Dia heran mengapa dia tidak menyadari hal ini sebelumnya.
‘Tapi kurasa aku lebih menyukaimu.’
Seseorang yang selalu memberikan keselamatan tanpa alasan.
Seseorang yang konsisten bahkan saat ia melepas topengnya.
Seseorang yang mengatakan padanya bahwa dia bisa tinggal di sini meskipun dia tidak membuktikan kemampuannya dengan sebuah lagu.
Seseorang yang ingin dia ajak hidup bersama lagi, bahkan jika ada kehidupan lain.
‘Aku tak percaya aku menyadari ini sekarang.’
Ini membawa sial.
Aria menggigit bibirnya.
‘Kamu tidak bisa mengatakan itu.’
Lebih baik mengubur beban hati ini seumur hidupnya.
Lloyd seharusnya tidak tahu.
Alih-alih memberikan kebahagiaan, bagaimana jika dia memberinya beban hatinya yang mungkin akan dia pikul seumur hidupnya?
“…”
Badai menerjang di dalam Aria.
Namun, dia memendam semua perasaannya dan berpura-pura setenang mungkin.
– Sudah dimaafkan.
Kemudian senyum kecil terbentuk di bibir anak laki-laki itu.
Aroma manis bunga eceng gondok yang keluar dari celah jendela memenuhi lorong.
Itu adalah nama sebuah bunga yang mengatakan bahwa meskipun mengering dan layu, keharumannya tidak pernah hilang.
‘Ini sakit.’
Aria perlahan menepuk dadanya sendiri.
Jantungnya terus berdebar kencang dan dia merasakan jantungnya jatuh ke tanah.
***
“Hati-hati di jalan.”
“Ya.”
“Jangan memaksakan diri terlalu keras.”
Menanggapi kekhawatiran Veronica, Gabriel membalasnya dengan senyum tipis.
“Saya pasti akan kembali lebih kuat.”
“Jangan lakukan itu.”
Sang santo menegurnya dengan tegas agar dia tidak terluka tanpa alasan.

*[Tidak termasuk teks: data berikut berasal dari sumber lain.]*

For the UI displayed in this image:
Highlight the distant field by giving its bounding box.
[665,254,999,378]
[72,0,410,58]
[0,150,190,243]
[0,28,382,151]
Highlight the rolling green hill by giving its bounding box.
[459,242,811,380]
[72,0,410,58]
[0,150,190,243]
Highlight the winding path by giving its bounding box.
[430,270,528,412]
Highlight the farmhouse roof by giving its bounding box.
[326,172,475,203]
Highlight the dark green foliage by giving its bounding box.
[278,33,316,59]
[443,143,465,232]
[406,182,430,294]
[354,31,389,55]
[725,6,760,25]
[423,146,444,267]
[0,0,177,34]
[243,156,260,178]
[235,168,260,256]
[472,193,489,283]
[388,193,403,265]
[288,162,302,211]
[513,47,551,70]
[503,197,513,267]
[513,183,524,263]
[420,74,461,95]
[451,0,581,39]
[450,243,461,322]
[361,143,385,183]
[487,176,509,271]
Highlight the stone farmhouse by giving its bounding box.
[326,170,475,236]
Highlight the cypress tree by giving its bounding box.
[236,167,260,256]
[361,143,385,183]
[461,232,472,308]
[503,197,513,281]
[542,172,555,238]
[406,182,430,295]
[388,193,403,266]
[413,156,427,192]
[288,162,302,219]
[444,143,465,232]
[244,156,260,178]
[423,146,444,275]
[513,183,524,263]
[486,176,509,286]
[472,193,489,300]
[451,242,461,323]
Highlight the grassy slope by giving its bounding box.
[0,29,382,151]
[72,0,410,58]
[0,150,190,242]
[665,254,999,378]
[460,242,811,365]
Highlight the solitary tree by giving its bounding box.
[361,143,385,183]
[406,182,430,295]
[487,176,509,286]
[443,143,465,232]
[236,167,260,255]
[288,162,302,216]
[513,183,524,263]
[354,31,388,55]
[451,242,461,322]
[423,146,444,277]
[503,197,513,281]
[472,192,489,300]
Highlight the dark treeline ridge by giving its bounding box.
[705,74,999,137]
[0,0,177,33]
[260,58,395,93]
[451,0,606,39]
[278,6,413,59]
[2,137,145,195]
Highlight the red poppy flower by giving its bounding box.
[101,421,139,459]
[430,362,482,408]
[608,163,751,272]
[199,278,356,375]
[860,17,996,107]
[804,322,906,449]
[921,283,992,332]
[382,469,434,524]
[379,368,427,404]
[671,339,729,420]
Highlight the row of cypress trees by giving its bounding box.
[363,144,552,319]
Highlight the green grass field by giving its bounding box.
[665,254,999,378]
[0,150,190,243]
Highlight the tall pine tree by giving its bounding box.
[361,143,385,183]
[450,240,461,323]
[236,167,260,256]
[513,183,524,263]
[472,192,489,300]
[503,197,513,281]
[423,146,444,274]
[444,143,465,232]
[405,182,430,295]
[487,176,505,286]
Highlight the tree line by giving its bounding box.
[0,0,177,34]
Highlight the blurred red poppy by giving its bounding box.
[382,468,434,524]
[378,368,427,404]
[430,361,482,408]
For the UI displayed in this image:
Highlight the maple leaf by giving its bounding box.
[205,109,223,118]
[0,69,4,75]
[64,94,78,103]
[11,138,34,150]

Namun, bocah itu mengelak dari jawaban dengan senyum yang samar dan naik ke gerbong yang telah disiapkan.
Tak lama kemudian kereta kuda itu berangkat.
Valentine.
‘Aku ingin melindungi santa itu dari segala ancaman. Agar dia bisa bebas melakukan apa pun yang dia inginkan….’
Gabriel menatap keluar jendela.
Sosok Veronica, sambil melambaikan tangannya, semakin mengecil.
‘Lima tahun.’
Ini pendek dan panjang.
Gabriel harus tinggal di Valentine sebagai seorang magang selama waktu itu.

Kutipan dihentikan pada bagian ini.